Sen. Kathleen Taylor (left), North Clackamas Superintendent Matt Utterback (standing) and House Speaker Tina Kotek (center) listen during student meetings Wednesday with the Joint Interim Committee on Student Success. “Students really know what is going on,” Kotek said. (Photo by Jake Arnold, OSBA)
House Speaker Tina Kotek got right to the elephant that has been in every room discussing Oregon education.
“There will be a ‘how to fund it’ conversation; I guarantee that,” Kotek said.
Kotek (D-Portland) joined members of the Joint Interim Committee on Student Success on Wednesday visiting the North Clackamas School District, southeast of Portland. It was the committee’s fourth public meeting stop on its tour of Oregon to gather ideas on how to adequately fund Oregon K-12 schools while improving public education.
The how of significant revenue reform depends on voter support, legislators said. Kotek said the public had to believe current investments in education were working before adding more money as part of a 2019 education package.
About two dozen school board members, administrators and education advocates made the case at a community leaders roundtable that improving education would take a variety of programs. They laid out successful programs and showed where more funds were needed to meet the wide range of student needs.
“All of it is the best use of our dollars,” said Kathy Ludwig, West Linn-Wilsonville School District superintendent.

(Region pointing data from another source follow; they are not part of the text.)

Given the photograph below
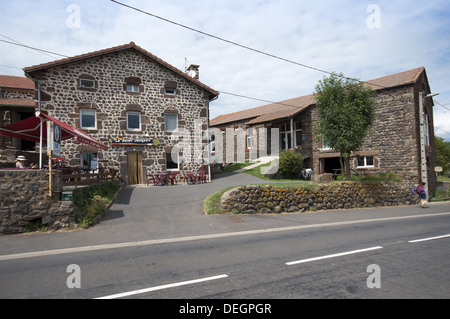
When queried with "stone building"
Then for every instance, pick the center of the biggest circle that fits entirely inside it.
(392, 145)
(16, 103)
(143, 107)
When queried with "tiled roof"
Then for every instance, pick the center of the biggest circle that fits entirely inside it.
(17, 102)
(291, 107)
(128, 46)
(16, 82)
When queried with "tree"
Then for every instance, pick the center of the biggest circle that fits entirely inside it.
(442, 153)
(346, 110)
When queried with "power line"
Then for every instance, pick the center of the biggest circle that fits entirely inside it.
(234, 43)
(33, 48)
(441, 105)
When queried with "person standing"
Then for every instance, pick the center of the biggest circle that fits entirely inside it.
(20, 161)
(422, 191)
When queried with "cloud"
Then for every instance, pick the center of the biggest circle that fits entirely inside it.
(330, 35)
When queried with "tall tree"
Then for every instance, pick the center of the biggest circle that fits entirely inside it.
(442, 153)
(346, 110)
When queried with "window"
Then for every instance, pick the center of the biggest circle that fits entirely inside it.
(172, 162)
(132, 88)
(170, 88)
(88, 119)
(365, 161)
(426, 129)
(250, 137)
(133, 121)
(298, 133)
(325, 147)
(170, 122)
(212, 142)
(86, 83)
(169, 91)
(89, 161)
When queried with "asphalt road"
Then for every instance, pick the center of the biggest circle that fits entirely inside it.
(184, 254)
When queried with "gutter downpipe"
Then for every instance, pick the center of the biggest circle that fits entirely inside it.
(208, 137)
(39, 110)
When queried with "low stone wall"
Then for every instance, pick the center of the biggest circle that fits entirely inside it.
(24, 199)
(345, 195)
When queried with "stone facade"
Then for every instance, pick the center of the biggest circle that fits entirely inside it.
(124, 80)
(392, 145)
(24, 199)
(346, 195)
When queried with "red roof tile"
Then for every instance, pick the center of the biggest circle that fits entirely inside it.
(16, 82)
(291, 107)
(17, 102)
(128, 46)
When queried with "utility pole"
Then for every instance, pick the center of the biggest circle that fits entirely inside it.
(423, 156)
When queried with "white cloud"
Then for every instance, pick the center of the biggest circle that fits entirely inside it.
(330, 35)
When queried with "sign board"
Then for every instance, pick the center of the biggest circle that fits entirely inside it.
(56, 130)
(133, 141)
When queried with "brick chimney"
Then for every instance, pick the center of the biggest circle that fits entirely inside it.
(193, 71)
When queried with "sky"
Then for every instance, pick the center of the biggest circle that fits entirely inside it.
(361, 39)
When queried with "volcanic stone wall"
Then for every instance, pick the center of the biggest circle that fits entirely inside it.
(24, 199)
(63, 98)
(345, 195)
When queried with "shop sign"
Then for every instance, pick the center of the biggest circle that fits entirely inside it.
(133, 141)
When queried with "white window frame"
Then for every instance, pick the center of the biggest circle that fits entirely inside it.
(132, 88)
(177, 161)
(297, 129)
(166, 116)
(365, 162)
(81, 118)
(132, 128)
(249, 134)
(325, 147)
(86, 86)
(170, 91)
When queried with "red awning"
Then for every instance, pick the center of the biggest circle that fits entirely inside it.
(28, 129)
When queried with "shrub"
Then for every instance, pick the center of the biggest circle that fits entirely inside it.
(291, 164)
(92, 201)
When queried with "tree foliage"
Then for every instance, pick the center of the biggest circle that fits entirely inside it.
(346, 110)
(442, 154)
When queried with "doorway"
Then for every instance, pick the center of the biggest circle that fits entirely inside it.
(134, 170)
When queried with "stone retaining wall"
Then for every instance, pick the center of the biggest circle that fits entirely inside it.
(24, 199)
(345, 195)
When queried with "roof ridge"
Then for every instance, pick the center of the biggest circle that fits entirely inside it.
(130, 45)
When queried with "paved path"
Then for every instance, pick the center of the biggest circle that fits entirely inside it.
(145, 213)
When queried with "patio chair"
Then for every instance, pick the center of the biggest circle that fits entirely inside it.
(201, 177)
(152, 178)
(189, 177)
(172, 176)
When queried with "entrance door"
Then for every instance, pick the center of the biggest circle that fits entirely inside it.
(134, 168)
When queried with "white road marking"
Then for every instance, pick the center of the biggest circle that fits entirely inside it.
(429, 238)
(178, 284)
(332, 256)
(203, 237)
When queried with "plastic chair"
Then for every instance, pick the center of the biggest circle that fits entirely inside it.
(201, 178)
(150, 177)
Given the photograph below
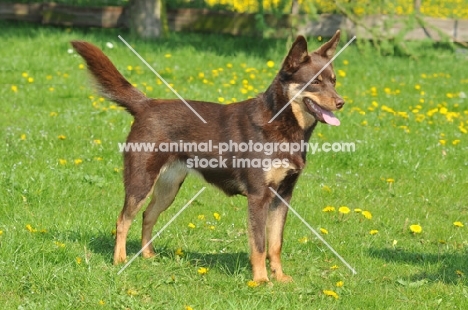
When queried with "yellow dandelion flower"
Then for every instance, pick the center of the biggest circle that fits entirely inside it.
(344, 210)
(59, 244)
(252, 284)
(30, 228)
(132, 292)
(367, 214)
(330, 293)
(179, 252)
(416, 229)
(202, 270)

Ludwig compared district programs to a Jenga puzzle. If you pull out pieces such as support for counseling or athletics or music or early learning or career and technical education to add programs elsewhere, some students might fall. Consistent funding with local decision-making about the most effective approaches are crucial to raising graduation rates, she said.
“When funding fluctuates, you can’t keep building off those programs that are having success,” she said.
Funding needs to be reliable, said Liz Hartman, Lake Oswego School Board and OSBA Board member.
“The kids will be here for 13 years, and we need to plan a budget for 13 years,” Hartman said.
Broader community needs, especially affordable housing, were also a big part of the two-hour conversation.
Kathy Wai of the North Clackamas School Board encouraged legislators to think about the whole child and the whole family when considering how to support education. Factors such as affordable housing, health care and family income affect a student’s ability to learn.
“Children don’t live single-issue lives,” she said.
Kotek said she was encouraged by the student-focused roundtable discussion and the sense of collaboration between groups that sometimes have different agendas.
“There is lots of commitment to making this try the try that gets it done,” she said.